Fennell’s serial aestheticisation persists through Isabella, whose suffering is reframed through a BDSM-inflected lens. To be clear, there is nothing inherently wrong with depicting consensual kink in cinema. But Brontë’s Isabella is a domestic abuse victim, tortured by Heathcliff. Turning her trauma into stylised eroticism feels backward, even exploitative. In the film, her sadomasochism functions less as character development and more as an ornamental attempt to bring edginess to our white romanticised Heathcliff. Stripped of its narrative weight, Isabella’s degradation becomes spectacle. An invitation for the audience to voyeuristically delve into a kinky and forbidden world rather than reckon with the canonical brutality of her experience.

Ultimately, these choices are emblematic of a larger pattern.

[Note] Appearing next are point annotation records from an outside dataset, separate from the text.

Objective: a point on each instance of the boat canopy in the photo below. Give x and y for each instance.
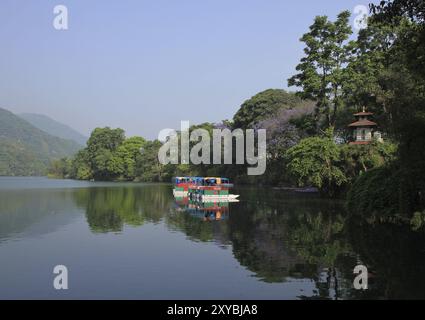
(208, 181)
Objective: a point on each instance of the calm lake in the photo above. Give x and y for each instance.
(135, 241)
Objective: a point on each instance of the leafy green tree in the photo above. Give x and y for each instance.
(129, 153)
(315, 162)
(322, 72)
(101, 151)
(264, 105)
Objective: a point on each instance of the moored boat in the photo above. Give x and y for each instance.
(204, 189)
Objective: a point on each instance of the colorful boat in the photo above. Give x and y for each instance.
(204, 189)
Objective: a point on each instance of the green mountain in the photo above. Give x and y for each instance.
(54, 127)
(27, 150)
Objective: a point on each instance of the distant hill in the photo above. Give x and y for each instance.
(27, 150)
(54, 127)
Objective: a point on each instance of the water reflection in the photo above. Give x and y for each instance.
(278, 237)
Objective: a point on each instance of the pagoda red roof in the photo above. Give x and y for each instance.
(363, 123)
(360, 142)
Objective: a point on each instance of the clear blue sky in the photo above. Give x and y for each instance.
(146, 65)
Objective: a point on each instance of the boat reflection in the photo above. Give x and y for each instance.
(206, 211)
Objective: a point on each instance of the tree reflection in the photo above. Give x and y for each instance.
(109, 209)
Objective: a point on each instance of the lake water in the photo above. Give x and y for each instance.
(135, 241)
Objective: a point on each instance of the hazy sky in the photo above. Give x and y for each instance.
(145, 65)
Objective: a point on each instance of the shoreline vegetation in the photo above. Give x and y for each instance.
(307, 132)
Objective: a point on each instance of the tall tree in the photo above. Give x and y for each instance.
(322, 73)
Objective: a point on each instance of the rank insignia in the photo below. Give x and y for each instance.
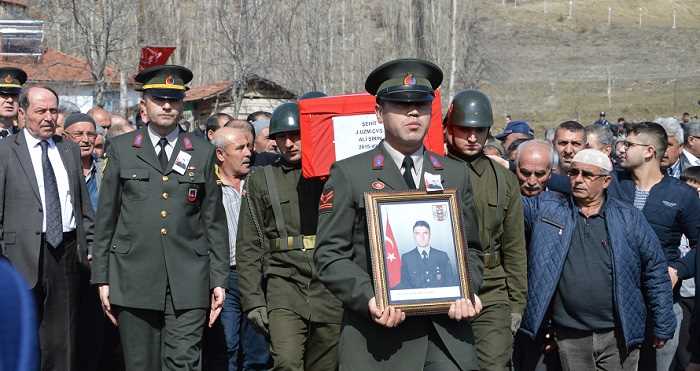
(138, 140)
(326, 201)
(378, 162)
(192, 195)
(409, 79)
(187, 142)
(437, 164)
(378, 185)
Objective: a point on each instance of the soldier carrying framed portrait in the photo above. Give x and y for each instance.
(418, 250)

This adaptation reveals more about what it assumes of its audience than about the story itself. It presumes we crave flattened complexity as long as it comes wrapped in lush cinematography and salacious allusions. And, for once, Fennell is not wrong in this assumption. For centuries, society has romanticised the violent, brooding Wuthering Heights into a tale of tragic star-crossed lovers. So, is this Wuthering Heights a betrayal of Brontë? Perhaps. But it acts more as a reflection of our cultural appetites. As we may question why this version came to be? Afterall, adaptations like this do not materialise in a vacuum. They are facilitated by cultural trends and audience desires. Considering the cultural frenzy sparked by the provocative surplus in Saltburn (2023), it is hardly shocking that Fennell has catered this beloved classic to a modern audience, who are seemingly more interested in the scandalous spectacle Hollywood’s white heartthrob Jacob Elordi might offer us, than in any racial brutality that is at the heart of the original story. 
If this Wuthering Heights’ adaptation feels like a product of our obsession with aestheticised toxicity and hyper-sexuality, with constantly craving “the stiffy,” that is because we demanded it to be. And perhaps that is the most uncomfortable truth about this adaptation.